Find a new mom workout group. One of the things that lots of moms are trying to do is get back into shape after having the baby. Finding a group where you can bring your baby with you to work out is the perfect way to connect with other moms and work on your weight and exercise goals, too. For instance, an informal stroller walking group might be the right choice for you. It will get you and your baby out of the house, let you enjoy some fresh air and provide a relaxed way to get back into an exercise routine. The low impact nature of a walking group also lets you talk to other members during your walk so you can build friendships while you exercise. You may want something more challenging, so you might choose a cross training group where you can run and do strength training exercises using your body weight.

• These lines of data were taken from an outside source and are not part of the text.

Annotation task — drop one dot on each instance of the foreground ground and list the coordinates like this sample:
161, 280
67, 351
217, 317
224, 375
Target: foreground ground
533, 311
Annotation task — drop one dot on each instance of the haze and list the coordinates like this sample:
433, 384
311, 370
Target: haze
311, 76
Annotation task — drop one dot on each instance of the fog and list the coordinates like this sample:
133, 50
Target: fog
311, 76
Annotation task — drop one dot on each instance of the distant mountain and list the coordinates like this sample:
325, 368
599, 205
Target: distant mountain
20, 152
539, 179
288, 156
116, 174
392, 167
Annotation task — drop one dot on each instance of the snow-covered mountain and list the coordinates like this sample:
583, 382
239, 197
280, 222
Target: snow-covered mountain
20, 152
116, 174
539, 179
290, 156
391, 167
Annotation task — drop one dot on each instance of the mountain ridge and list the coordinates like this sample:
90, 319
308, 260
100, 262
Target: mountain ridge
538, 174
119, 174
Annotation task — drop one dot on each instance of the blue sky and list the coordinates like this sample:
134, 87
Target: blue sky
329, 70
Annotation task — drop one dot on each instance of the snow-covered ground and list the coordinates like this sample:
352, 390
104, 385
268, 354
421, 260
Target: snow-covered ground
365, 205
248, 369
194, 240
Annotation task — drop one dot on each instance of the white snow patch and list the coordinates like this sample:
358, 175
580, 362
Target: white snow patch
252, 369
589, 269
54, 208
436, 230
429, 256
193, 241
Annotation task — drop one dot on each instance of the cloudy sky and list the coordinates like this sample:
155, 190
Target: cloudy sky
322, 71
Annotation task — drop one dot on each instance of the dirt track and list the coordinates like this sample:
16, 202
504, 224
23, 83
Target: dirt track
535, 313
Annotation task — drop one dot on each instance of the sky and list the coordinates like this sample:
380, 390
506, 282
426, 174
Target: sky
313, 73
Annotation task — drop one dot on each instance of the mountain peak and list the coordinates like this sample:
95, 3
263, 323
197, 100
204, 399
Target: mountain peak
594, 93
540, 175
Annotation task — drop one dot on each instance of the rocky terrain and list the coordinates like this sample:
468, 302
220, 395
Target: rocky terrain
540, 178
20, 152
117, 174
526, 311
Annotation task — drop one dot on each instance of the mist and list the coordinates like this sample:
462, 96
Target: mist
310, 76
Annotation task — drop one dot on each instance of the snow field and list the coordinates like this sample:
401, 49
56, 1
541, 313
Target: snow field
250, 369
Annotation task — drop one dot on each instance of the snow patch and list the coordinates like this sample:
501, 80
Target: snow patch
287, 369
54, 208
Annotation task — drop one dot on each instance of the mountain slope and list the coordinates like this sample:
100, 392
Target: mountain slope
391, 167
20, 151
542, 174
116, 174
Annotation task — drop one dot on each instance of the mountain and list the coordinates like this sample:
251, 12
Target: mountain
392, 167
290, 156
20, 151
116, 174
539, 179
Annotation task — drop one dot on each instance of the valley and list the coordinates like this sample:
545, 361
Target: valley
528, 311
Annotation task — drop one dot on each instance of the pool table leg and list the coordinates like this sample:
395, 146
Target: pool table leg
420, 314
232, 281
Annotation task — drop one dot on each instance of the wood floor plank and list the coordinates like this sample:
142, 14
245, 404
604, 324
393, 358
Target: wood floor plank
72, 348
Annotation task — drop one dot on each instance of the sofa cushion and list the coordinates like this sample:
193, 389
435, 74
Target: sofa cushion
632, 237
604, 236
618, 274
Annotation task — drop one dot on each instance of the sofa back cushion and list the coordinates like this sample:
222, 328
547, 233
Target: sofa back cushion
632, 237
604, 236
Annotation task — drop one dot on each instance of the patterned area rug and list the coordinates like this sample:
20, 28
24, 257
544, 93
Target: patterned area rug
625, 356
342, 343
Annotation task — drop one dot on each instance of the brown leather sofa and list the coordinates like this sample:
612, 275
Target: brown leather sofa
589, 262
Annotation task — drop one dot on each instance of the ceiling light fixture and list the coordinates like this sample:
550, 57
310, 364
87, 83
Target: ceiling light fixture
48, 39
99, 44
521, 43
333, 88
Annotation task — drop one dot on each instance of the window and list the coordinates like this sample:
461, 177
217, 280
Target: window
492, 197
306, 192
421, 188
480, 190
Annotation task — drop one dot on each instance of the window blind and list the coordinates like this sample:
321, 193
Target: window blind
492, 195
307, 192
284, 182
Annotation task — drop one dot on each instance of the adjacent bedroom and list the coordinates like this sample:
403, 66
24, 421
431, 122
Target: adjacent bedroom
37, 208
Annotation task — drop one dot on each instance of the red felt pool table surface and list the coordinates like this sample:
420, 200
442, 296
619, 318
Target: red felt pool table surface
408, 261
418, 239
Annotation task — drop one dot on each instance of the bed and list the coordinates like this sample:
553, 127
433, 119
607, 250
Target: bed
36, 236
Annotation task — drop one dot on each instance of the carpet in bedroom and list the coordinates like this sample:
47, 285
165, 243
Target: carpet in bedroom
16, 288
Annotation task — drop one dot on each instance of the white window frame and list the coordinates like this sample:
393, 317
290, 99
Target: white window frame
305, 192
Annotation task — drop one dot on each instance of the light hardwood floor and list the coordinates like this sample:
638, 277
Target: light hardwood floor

Because your baby should be at least six months old before you run with him in a jogger stroller, you may have to wait a bit to take one of these classes.

 

Join a play group. You may not have thought about joining a play group because your baby is too young to really interact with other kids. However, these groups are just as much for you as they are for your baby. Although the babies won’t play with each other for several months, they still can enjoy parallel play and getting to know each other. Plus you’ll have the chance to get to know other moms and make new friends. Often, these play groups stay together as the kids grow and don’t break up until the kids head off to school. Both moms and kids grow close over the years. Moms often feel the other moms in the group are like extended family, and the relationship between the kids is like cousins rather than just friends.